Title: [175367] trunk/Tools
Revision
175367
Author
[email protected]
Date
2014-10-29 22:02:33 -0700 (Wed, 29 Oct 2014)

Log Message

CommitQueue and EWS should reject any patches that result in consistent test
failures that aren't present on the tree.
https://bugs.webkit.org/show_bug.cgi?id=138184

Patch by Jake Nielsen <[email protected]> on 2014-10-29
Reviewed by Alexey Proskuryakov.

* Scripts/webkitpy/layout_tests/models/test_results.py:
Adds a simple hashing function to allow for set operations to handle
TestResult objects properly.
(TestResult.__hash__):
* Scripts/webkitpy/tool/bot/commitqueuetask_unittest.py:
Adds one unit test, and modifies others to agree with the notion that
patches that introduce new test failures (but also have flakyness)
should be rejected rather than spin.
(MockCommitQueue.report_flaky_tests):
(CommitQueueTaskTest._run_and_expect_patch_analysis_result):
(test_double_flaky_test_failure):
(test_two_flaky_tests):
(test_very_flaky_patch):
(test_very_flaky_patch_with_some_tree_redness):
(test_different_test_failures):
(test_different_test_failures_with_some_tree_redness):
(test_different_test_failures_with_some_tree_redness_and_some_fixes):
(test_mildly_flaky_patch):
(test_mildly_flaky_patch_with_some_tree_redness):
* Scripts/webkitpy/tool/bot/patchanalysistask.py:
Makes PatchAnalysisTask reject said patches.
(PatchAnalysisTask._test_patch):

Modified Paths

Diff

Modified: trunk/Tools/ChangeLog (175366 => 175367)
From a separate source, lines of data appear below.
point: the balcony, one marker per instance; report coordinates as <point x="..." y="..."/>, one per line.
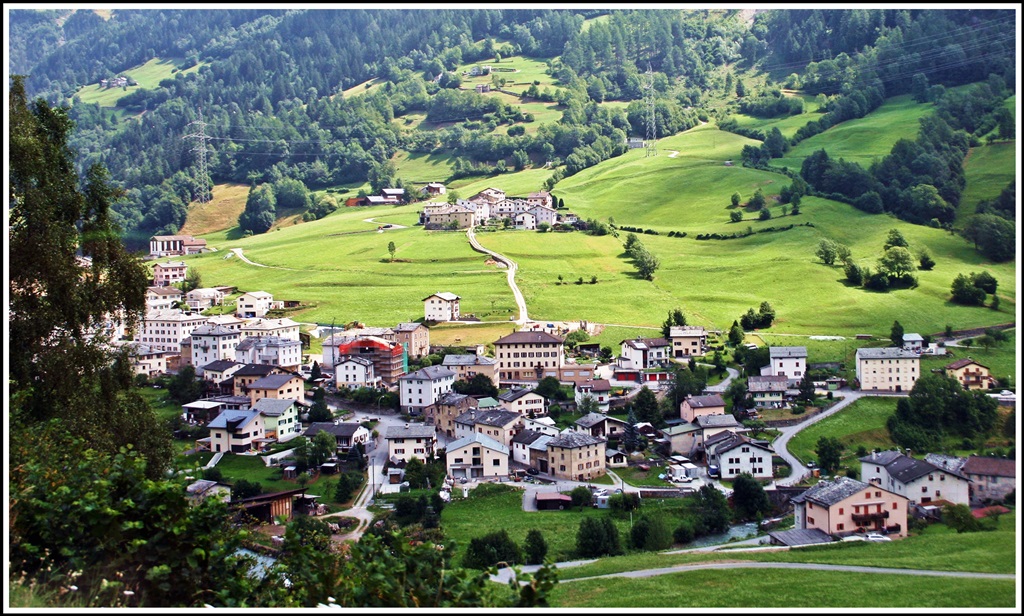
<point x="864" y="519"/>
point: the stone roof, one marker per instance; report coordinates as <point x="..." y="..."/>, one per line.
<point x="272" y="406"/>
<point x="886" y="353"/>
<point x="413" y="431"/>
<point x="520" y="338"/>
<point x="478" y="438"/>
<point x="776" y="352"/>
<point x="827" y="493"/>
<point x="572" y="440"/>
<point x="767" y="384"/>
<point x="431" y="372"/>
<point x="515" y="394"/>
<point x="468" y="359"/>
<point x="271" y="381"/>
<point x="991" y="467"/>
<point x="497" y="418"/>
<point x="344" y="430"/>
<point x="706" y="401"/>
<point x="722" y="421"/>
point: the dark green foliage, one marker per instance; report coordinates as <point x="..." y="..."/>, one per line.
<point x="582" y="496"/>
<point x="598" y="536"/>
<point x="712" y="511"/>
<point x="650" y="533"/>
<point x="749" y="498"/>
<point x="828" y="450"/>
<point x="244" y="488"/>
<point x="491" y="550"/>
<point x="478" y="385"/>
<point x="536" y="547"/>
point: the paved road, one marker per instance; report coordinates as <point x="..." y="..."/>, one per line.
<point x="512" y="267"/>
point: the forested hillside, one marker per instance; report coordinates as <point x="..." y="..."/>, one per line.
<point x="268" y="86"/>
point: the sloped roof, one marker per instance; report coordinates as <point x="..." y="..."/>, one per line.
<point x="572" y="440"/>
<point x="480" y="439"/>
<point x="827" y="493"/>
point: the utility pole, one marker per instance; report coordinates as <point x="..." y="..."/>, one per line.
<point x="203" y="179"/>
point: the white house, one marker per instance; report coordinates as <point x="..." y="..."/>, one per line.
<point x="407" y="442"/>
<point x="643" y="353"/>
<point x="599" y="390"/>
<point x="270" y="350"/>
<point x="440" y="307"/>
<point x="422" y="388"/>
<point x="735" y="454"/>
<point x="477" y="456"/>
<point x="353" y="372"/>
<point x="889" y="368"/>
<point x="255" y="304"/>
<point x="920" y="481"/>
<point x="786" y="361"/>
<point x="211" y="343"/>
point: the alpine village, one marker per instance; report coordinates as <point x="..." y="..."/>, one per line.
<point x="529" y="307"/>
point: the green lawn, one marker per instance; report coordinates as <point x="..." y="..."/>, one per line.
<point x="147" y="76"/>
<point x="783" y="589"/>
<point x="862" y="423"/>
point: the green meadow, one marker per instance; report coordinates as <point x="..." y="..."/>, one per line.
<point x="147" y="76"/>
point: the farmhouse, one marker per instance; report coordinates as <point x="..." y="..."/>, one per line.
<point x="442" y="413"/>
<point x="499" y="425"/>
<point x="469" y="365"/>
<point x="477" y="456"/>
<point x="768" y="392"/>
<point x="919" y="480"/>
<point x="281" y="418"/>
<point x="173" y="246"/>
<point x="644" y="353"/>
<point x="440" y="307"/>
<point x="694" y="406"/>
<point x="991" y="478"/>
<point x="890" y="368"/>
<point x="688" y="341"/>
<point x="415" y="338"/>
<point x="407" y="442"/>
<point x="165" y="274"/>
<point x="598" y="390"/>
<point x="735" y="454"/>
<point x="786" y="361"/>
<point x="522" y="356"/>
<point x="577" y="456"/>
<point x="523" y="401"/>
<point x="422" y="388"/>
<point x="970" y="374"/>
<point x="844" y="506"/>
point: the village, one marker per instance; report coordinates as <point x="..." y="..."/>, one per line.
<point x="539" y="413"/>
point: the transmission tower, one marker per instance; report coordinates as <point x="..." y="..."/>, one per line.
<point x="200" y="148"/>
<point x="651" y="122"/>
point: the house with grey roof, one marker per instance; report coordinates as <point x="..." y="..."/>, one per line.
<point x="919" y="480"/>
<point x="424" y="387"/>
<point x="499" y="424"/>
<point x="409" y="441"/>
<point x="477" y="456"/>
<point x="577" y="456"/>
<point x="843" y="506"/>
<point x="889" y="368"/>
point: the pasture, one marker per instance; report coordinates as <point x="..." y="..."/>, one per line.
<point x="147" y="76"/>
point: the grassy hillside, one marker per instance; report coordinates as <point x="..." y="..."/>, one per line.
<point x="147" y="76"/>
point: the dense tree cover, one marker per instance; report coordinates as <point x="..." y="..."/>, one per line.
<point x="69" y="273"/>
<point x="938" y="407"/>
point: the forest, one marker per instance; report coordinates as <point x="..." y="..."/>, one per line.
<point x="268" y="89"/>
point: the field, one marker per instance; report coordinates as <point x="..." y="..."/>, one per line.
<point x="147" y="76"/>
<point x="863" y="423"/>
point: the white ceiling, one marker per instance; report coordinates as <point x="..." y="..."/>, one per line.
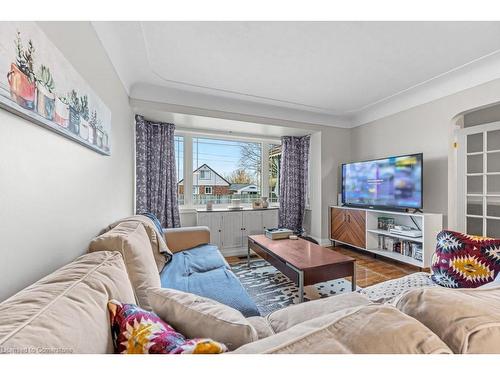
<point x="329" y="73"/>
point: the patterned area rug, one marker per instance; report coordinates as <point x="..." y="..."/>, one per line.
<point x="271" y="290"/>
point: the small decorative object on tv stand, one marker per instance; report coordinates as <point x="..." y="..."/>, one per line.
<point x="359" y="227"/>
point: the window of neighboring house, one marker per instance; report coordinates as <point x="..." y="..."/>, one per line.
<point x="179" y="163"/>
<point x="230" y="165"/>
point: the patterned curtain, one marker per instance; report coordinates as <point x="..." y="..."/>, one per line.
<point x="156" y="176"/>
<point x="293" y="181"/>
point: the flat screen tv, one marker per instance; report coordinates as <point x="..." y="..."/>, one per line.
<point x="391" y="183"/>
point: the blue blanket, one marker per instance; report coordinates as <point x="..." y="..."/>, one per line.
<point x="204" y="271"/>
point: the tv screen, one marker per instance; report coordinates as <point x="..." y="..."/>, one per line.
<point x="394" y="182"/>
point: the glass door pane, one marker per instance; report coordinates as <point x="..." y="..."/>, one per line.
<point x="474" y="184"/>
<point x="475" y="206"/>
<point x="475" y="163"/>
<point x="474" y="226"/>
<point x="493" y="184"/>
<point x="475" y="142"/>
<point x="493" y="206"/>
<point x="493" y="228"/>
<point x="494" y="162"/>
<point x="493" y="140"/>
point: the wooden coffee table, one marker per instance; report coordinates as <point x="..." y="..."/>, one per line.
<point x="303" y="262"/>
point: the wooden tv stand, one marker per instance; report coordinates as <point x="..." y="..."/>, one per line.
<point x="358" y="227"/>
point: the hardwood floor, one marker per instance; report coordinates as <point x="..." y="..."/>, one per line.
<point x="369" y="270"/>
--- trunk/Tools/ChangeLog	2014-10-30 04:53:44 UTC (rev 175366)
+++ trunk/Tools/ChangeLog	2014-10-30 05:02:33 UTC (rev 175367)
@@ -1,3 +1,34 @@
+2014-10-29  Jake Nielsen  <[email protected]>
+
+        CommitQueue and EWS should reject any patches that result in consistent test
+        failures that aren't present on the tree.
+        https://bugs.webkit.org/show_bug.cgi?id=138184
+
+        Reviewed by Alexey Proskuryakov.
+
+        * Scripts/webkitpy/layout_tests/models/test_results.py:
+        Adds a simple hashing function to allow for set operations to handle
+        TestResult objects properly.
+        (TestResult.__hash__):
+        * Scripts/webkitpy/tool/bot/commitqueuetask_unittest.py:
+        Adds one unit test, and modifies others to agree with the notion that
+        patches that introduce new test failures (but also have flakyness)
+        should be rejected rather than spin.
+        (MockCommitQueue.report_flaky_tests):
+        (CommitQueueTaskTest._run_and_expect_patch_analysis_result):
+        (test_double_flaky_test_failure):
+        (test_two_flaky_tests):
+        (test_very_flaky_patch):
+        (test_very_flaky_patch_with_some_tree_redness):
+        (test_different_test_failures):
+        (test_different_test_failures_with_some_tree_redness):
+        (test_different_test_failures_with_some_tree_redness_and_some_fixes):
+        (test_mildly_flaky_patch):
+        (test_mildly_flaky_patch_with_some_tree_redness):
+        * Scripts/webkitpy/tool/bot/patchanalysistask.py:
+        Makes PatchAnalysisTask reject said patches.
+        (PatchAnalysisTask._test_patch):
+
 2014-10-29  Youenn Fablet  <[email protected]>
 
         WinCairoRequirements.zip cannot be downloaded from dropbox

Modified: trunk/Tools/Scripts/webkitpy/layout_tests/models/test_results.py (175366 => 175367)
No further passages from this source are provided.